En estos días se ponen de manifiesto muchos tipos de “fe”, unas más serias, otras más inmaduras; más o menos comprometidas; las milagreras, las emocionales, las culturales, las infantiles, las estéticas…
No creo que ninguna de ellas sea mejor que otras, cada cual tiene su propio camino y, lo natural es que existan distintos momentos en el recorrido. Lo malo es cuando la fe se estanca; se instala en una experiencia o en unos sentimientos, y deja de estar siempre abierta a crecer, a buscar la verdad, a acercarse cada vez más al Evangelio.
La Palabra es la brújula de ese trayecto, un alimento imprescindible que nos hace crecer…no podemos nunca dejar de acercarnos a ella, especialmente en estos días santos.
Pero es necesario que lo hagamos con rigor, en otros tiempos la Iglesia no permitía que cualquiera leyera la escritura, hoy sí podemos hacerlo todos, pero no de cualquier forma, de aquí la importancia del estudio también (por eso es uno de los pilares de nuestra orden).
El estudio es una responsabilidad para todo cristiano, yo diría que hasta una obligación, pues es requisito indispensable para poder comprender lo que leemos. El estudio nos sumerge en la Palabra, para mejorar su comprensión, por una parte y por otra para darnos cuenta de lo mucho que nos falta para conocer a Dios. Sto. Tomás de Aquino, al respecto diría, al final de su vida, que todo lo que había escrito le parecía paja.
Desde el estudio, damos prueba de la madurez de nuestra fe. Pues una fe madura exige fundamentación razonable y no se contenta con consignas o con devociones superficiales o folclóricas que se manipulan con facilidad.

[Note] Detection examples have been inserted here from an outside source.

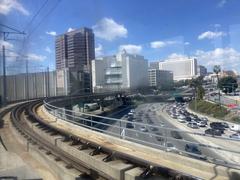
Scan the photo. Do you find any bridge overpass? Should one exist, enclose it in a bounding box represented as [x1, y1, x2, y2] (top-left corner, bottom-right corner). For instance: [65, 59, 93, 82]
[2, 95, 240, 179]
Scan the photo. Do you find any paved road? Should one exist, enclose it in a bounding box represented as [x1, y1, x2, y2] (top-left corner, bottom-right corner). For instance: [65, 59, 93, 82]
[104, 103, 222, 162]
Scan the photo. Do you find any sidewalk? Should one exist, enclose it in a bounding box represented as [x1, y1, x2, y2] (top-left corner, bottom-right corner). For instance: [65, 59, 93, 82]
[186, 107, 239, 125]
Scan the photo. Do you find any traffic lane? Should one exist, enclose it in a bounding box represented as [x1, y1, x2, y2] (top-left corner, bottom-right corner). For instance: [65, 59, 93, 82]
[153, 103, 223, 160]
[106, 104, 221, 158]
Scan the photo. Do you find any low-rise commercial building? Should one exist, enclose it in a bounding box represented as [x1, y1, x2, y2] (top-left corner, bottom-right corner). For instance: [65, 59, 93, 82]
[198, 65, 207, 76]
[92, 50, 148, 92]
[148, 69, 173, 88]
[150, 58, 197, 81]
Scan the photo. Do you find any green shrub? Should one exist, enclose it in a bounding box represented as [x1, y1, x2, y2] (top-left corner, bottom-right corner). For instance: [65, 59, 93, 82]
[189, 100, 229, 119]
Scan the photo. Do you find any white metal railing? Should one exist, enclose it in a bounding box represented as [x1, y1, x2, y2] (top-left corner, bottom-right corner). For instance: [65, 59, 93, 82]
[44, 100, 240, 168]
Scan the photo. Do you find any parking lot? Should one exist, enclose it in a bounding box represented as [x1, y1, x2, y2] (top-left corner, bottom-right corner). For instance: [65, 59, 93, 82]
[105, 103, 227, 163]
[166, 103, 240, 140]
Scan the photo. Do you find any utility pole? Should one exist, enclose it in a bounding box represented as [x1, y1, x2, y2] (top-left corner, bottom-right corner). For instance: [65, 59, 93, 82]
[2, 45, 7, 105]
[0, 24, 25, 105]
[25, 59, 29, 100]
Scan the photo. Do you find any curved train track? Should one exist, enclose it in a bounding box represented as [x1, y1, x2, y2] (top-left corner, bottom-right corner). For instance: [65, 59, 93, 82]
[1, 100, 202, 179]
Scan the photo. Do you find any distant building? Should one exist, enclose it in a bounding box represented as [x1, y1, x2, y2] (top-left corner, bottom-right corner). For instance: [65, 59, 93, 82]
[149, 62, 159, 69]
[159, 58, 197, 81]
[148, 69, 173, 88]
[92, 50, 148, 92]
[198, 65, 207, 76]
[220, 70, 237, 77]
[0, 71, 57, 102]
[55, 28, 95, 95]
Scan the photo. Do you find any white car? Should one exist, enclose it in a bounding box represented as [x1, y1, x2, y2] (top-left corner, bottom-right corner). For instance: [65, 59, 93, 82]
[140, 127, 148, 132]
[166, 142, 178, 152]
[197, 121, 207, 127]
[178, 119, 186, 123]
[229, 133, 240, 140]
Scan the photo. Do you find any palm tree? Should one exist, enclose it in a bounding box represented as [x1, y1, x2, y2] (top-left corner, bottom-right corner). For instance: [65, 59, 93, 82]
[213, 65, 221, 107]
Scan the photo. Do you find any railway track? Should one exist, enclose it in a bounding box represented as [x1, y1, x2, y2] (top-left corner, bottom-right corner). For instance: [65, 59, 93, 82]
[2, 100, 229, 180]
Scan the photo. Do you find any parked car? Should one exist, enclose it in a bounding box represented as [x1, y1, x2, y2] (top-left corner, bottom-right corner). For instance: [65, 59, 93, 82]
[187, 122, 199, 129]
[140, 126, 148, 132]
[205, 129, 222, 136]
[171, 131, 182, 139]
[186, 116, 192, 122]
[155, 132, 164, 141]
[166, 142, 178, 152]
[130, 109, 135, 113]
[150, 127, 158, 131]
[197, 121, 207, 127]
[221, 122, 229, 128]
[177, 117, 186, 123]
[210, 122, 225, 133]
[126, 123, 134, 128]
[229, 133, 240, 140]
[185, 144, 202, 155]
[170, 114, 177, 119]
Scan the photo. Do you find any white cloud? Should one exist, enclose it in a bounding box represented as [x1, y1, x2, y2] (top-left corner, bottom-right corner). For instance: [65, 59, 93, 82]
[46, 31, 57, 36]
[27, 53, 47, 61]
[196, 48, 240, 68]
[45, 46, 52, 53]
[119, 44, 142, 54]
[68, 27, 75, 32]
[150, 41, 179, 49]
[167, 53, 188, 61]
[95, 44, 103, 57]
[217, 0, 227, 8]
[0, 0, 30, 16]
[0, 40, 14, 49]
[198, 31, 226, 40]
[92, 18, 128, 41]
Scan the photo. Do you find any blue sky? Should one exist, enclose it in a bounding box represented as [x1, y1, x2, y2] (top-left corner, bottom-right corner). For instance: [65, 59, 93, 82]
[0, 0, 240, 71]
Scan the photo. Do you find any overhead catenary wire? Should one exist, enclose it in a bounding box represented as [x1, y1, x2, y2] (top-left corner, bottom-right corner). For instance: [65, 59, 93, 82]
[24, 0, 49, 31]
[26, 0, 61, 39]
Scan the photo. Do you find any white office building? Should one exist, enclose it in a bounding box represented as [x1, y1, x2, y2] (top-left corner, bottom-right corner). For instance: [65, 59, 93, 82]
[155, 58, 197, 81]
[92, 50, 148, 92]
[148, 69, 173, 88]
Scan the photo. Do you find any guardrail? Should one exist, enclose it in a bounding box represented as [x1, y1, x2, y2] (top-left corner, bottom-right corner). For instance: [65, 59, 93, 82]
[44, 101, 240, 169]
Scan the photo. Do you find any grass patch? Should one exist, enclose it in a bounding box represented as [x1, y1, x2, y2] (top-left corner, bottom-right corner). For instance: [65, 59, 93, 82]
[189, 100, 229, 119]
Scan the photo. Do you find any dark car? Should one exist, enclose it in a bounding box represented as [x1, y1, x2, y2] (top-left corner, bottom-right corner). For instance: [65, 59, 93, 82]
[150, 127, 158, 131]
[155, 132, 164, 141]
[186, 116, 192, 122]
[210, 122, 225, 133]
[221, 122, 229, 128]
[205, 129, 222, 136]
[185, 144, 202, 155]
[126, 123, 134, 128]
[171, 131, 182, 139]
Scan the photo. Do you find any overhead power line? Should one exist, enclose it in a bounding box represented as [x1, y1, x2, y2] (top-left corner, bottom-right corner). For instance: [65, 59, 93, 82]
[24, 0, 49, 31]
[26, 0, 61, 39]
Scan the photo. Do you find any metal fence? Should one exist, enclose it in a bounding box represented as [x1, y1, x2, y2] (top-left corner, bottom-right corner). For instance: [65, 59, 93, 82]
[44, 101, 240, 169]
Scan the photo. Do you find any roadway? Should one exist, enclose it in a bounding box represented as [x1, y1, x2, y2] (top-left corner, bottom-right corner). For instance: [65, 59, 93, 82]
[107, 103, 223, 160]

En este Lunes Santo, ante los misterios de la Pasión que celebramos estos días, me gustaría acabar la entrada de hoy con las palabras con las que Sto. Tomás iniciaba siempre su estudio, su escritura y su predicación:
“concédeme Señor Dios mío inteligencia que te conozca, diligencia que te busque, sabiduría que te encuentre… tu que eres considerado verdadera fuente de la luz y principio de la sabiduría, dígnate infundir un rayo de tu claridad en las tinieblas de mi inteligencia, alejando de mi las dos clases de tinieblas con las que he nacido: la del pecado y la de la ignorancia. A ti te invoco Dios de todo consuelo, pues nada puedes ver en nosotros que sea ya un don tuyo, para que te dignes concederme, a la conclusión de mi vida, el conocimiento de la verdad primera y el goce de la majestad divina”.